瀧川社長のご経歴をお聞かせください。
近畿大学薬学部を卒業後、外資系製薬メーカーMRとして2年間、病院勤務を2年間経験しました。その後、元々母が経営していた瀧川薬局で26歳の時に鳴尾店を新規開局、現在阪神間で調剤薬局6店と漢方相談薬局1店を経営しています。
瀧川薬局チェーンの特徴を教えてください。
6店舗の調剤薬局は、いずれも専門性の高いドクターと共に地域に密着した医療を提供しています。例えば、ペインクリニック、痔の疾患、ALSやパーキンソンを扱う脳神経内科、そして漢方の刻みを行う与古道店があります。
この与古道店では、生薬の刻み漢方を保険調剤にて患者に提供できるようにドクターと議論しながら、中医漢方処方の中から保険適用できる生薬を選択して、オリジナル処方を組み立てています。また、患者さんからの漢方相談や食事指導にも柔軟に対応できるよう、国際中医師の資格を持つ薬剤師が4名従事しています。
東洋医学と西洋医学にはどのような違いがありますか?
西洋医学における医療技術の急速な進歩により、日本人の平均寿命は飛躍的に延びています。しかし、私は寝たきりにならないよう健康寿命を延ばすことの方がより重要だと考えています。本来、人の持つ免疫力・自然治癒力を高めて、健康寿命を延ばすことは、東洋医学の守備範囲であり、その経験と知識が大きな役割を果たすと考えています。
例えば花粉症のアレルギー症状がありますが、西洋医学では鼻水を止める、目のかゆみを抑えるといった対症療法が主体です。東洋医学でももちろん対症療法をとりますが、アレルギー体質を治すという、もう少し根本療法に近い考え方を持っています。
漢方とはどんなものですか?
漢方に使われている薬味は大根や人参、牛蒡といった普段私たちが食べている食品の延長にあるものです。漢方はある効果を期待した料理のレシピと言えばイメージが湧きやすいでしょうか。この漢方処方を構成する薬味の1つが生薬です。そして2種類以上の生薬が混合されたものが漢方薬となります。
例えば、十味敗毒湯という漢方がありますが、エキス剤であれば10種類の生薬は一定の割合で入っています。刻み漢方では、この患者さんには5番目の生薬の割合を増やすとよく効くというように、一人一人に合わせたオーダーメイドの漢方を作ることができます。このように、中医学の漢方を処方する処方元のドクターと相談して、漢方薬を構成する生薬の特徴を調整することで、患者の症状に合わせたより効果の高い漢方調剤ができます。
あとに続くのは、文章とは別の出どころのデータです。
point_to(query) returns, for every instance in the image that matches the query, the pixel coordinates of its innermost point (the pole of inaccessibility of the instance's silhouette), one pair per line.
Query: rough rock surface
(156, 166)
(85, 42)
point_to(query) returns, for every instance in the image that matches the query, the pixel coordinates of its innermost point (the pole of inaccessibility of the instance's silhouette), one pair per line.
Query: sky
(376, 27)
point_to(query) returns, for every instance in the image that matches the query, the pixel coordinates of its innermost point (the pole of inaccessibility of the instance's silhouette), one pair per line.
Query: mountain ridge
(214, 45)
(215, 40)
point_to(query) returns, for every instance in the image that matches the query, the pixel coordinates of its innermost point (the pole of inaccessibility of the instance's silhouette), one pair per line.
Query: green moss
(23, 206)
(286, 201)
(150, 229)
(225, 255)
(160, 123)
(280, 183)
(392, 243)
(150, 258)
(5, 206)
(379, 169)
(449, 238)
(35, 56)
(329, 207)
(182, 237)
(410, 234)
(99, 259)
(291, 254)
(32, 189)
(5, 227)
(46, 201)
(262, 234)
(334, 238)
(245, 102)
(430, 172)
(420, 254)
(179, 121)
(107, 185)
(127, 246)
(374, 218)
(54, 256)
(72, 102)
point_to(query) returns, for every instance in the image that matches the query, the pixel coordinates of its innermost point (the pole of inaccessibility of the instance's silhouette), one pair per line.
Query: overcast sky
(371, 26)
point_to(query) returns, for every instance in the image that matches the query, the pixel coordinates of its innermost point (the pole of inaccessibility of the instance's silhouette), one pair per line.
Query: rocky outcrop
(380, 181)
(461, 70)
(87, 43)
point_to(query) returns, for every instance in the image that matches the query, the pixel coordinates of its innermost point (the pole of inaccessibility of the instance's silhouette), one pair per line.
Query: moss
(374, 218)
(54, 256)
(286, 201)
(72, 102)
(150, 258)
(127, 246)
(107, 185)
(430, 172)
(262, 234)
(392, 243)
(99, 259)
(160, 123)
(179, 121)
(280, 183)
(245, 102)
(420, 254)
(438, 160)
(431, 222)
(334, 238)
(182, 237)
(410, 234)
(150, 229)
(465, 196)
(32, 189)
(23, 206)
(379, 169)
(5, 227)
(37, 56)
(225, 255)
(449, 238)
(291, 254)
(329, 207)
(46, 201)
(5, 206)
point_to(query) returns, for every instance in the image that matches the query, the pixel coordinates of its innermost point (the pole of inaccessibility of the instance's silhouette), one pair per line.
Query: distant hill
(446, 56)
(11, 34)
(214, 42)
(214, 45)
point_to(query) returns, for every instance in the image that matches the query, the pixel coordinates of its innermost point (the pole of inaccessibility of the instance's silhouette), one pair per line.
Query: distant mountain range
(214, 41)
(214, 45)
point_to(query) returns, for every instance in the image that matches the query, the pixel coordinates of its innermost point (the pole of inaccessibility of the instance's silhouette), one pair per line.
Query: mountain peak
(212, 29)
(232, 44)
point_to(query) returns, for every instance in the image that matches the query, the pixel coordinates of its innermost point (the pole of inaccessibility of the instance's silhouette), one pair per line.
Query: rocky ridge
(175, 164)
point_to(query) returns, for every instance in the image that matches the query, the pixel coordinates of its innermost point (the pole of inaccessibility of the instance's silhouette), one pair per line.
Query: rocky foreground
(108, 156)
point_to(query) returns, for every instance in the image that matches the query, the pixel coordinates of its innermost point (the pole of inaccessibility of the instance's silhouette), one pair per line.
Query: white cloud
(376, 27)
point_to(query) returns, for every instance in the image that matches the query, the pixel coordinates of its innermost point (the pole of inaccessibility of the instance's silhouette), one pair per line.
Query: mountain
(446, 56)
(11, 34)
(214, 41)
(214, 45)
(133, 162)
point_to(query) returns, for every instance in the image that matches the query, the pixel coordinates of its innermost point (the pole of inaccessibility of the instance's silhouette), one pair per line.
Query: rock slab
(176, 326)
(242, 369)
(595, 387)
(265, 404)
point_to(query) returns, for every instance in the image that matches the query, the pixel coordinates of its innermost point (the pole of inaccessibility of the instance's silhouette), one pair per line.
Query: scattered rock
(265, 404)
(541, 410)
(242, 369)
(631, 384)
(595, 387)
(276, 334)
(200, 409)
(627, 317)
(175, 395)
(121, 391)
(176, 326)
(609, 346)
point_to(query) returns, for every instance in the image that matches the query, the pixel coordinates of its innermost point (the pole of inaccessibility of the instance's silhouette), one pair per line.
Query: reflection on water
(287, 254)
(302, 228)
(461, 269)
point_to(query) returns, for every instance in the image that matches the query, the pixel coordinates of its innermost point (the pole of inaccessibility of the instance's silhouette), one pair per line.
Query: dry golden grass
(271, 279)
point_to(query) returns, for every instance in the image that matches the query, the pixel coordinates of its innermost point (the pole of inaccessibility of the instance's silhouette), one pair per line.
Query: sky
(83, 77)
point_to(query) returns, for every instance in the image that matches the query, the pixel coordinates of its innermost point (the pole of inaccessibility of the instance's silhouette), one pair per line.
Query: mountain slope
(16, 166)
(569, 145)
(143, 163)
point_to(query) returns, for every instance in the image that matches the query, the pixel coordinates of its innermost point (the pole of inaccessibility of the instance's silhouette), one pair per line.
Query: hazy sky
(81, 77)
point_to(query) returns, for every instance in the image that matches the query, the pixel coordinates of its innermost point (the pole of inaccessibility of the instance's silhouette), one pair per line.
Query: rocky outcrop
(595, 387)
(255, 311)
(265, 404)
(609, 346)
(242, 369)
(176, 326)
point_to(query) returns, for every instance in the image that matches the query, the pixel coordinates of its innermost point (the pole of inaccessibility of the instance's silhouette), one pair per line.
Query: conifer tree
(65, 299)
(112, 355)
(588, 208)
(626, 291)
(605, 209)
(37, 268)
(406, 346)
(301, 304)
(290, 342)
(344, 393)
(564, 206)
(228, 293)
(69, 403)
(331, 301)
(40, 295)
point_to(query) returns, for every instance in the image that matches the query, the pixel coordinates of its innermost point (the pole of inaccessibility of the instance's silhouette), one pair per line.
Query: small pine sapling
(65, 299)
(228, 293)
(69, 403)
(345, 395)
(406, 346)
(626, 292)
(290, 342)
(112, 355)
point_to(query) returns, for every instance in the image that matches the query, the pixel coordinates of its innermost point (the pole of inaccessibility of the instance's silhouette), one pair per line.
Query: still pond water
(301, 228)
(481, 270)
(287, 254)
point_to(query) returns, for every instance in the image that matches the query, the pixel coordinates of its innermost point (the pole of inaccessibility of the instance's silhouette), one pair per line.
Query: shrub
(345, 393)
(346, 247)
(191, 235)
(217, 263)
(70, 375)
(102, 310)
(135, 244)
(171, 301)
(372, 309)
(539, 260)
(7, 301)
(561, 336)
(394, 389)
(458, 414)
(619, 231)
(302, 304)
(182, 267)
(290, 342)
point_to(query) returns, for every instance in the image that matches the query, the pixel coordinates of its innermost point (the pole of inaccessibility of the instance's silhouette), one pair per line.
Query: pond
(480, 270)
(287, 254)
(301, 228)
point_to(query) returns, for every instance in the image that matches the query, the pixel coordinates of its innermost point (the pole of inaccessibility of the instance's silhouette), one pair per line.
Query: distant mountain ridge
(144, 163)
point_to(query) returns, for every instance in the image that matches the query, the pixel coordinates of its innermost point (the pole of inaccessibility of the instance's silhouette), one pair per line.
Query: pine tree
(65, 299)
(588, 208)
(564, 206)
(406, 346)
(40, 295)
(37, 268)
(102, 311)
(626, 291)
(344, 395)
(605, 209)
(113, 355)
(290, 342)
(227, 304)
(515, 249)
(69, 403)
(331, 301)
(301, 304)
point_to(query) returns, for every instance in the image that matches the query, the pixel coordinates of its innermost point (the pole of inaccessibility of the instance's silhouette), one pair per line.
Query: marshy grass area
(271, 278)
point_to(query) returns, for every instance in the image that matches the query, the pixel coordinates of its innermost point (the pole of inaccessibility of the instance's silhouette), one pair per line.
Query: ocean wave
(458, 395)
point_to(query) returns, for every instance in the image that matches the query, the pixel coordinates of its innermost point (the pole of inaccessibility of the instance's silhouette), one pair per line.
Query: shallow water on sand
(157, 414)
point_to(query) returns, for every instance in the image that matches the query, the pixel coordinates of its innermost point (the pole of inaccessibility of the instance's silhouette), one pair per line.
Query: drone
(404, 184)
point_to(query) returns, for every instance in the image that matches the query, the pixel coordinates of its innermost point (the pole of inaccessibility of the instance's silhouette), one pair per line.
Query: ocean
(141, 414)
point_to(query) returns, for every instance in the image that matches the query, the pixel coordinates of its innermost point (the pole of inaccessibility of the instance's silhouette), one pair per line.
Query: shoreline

漢方に興味を持つ薬剤師の方々へメッセージをお願いします。
薬剤師は、薬の専門家です。生薬の一つ一つが持つ特徴をよく理解して、漢方処方の組み合わせを勉強し始めると、漢方への興味がさらに深まると思います。漢方薬を処方設計して、患者さんに提供するのは、薬剤師の仕事だと考えます。薬局でしか扱えない薬局製剤やOTC漢方を上手に利用して、患者さんの相談に応じていくことができるのです。患者さん一人一人の体質に合った食事療法や生活環境のアドバイスができるように医学的知識をしっかり身につけて、日頃の服薬指導に役立てて頂きたいと思います。
瀧川薬局チェーンの今後の展望をお聞かせください。
最近、調剤薬局の利益追求を目的とした経営方針や、医薬分業のあり方について多方面からバッシングを受けているようです。本来薬局というものは、医療提供施設であることから、地元住民の要望に即した医薬品や医療の提供に加え、今まさに厚生労働省が提唱する地域包括ケア構成員の一員として、健康情報の発信元となり、地域住民の健康寿命の延長に寄与しなければならないと考えています。そのためには、生活環境や食事指導を含め、患者さんに信頼される薬剤師を育てていかなければなりません。今後は、ただ単に店舗数を増やして売上を確保するのではなく、各店舗が地域住民の生活基盤に溶け込んでいけるような薬剤師の育成、薬局経営をしていきたいと考えています。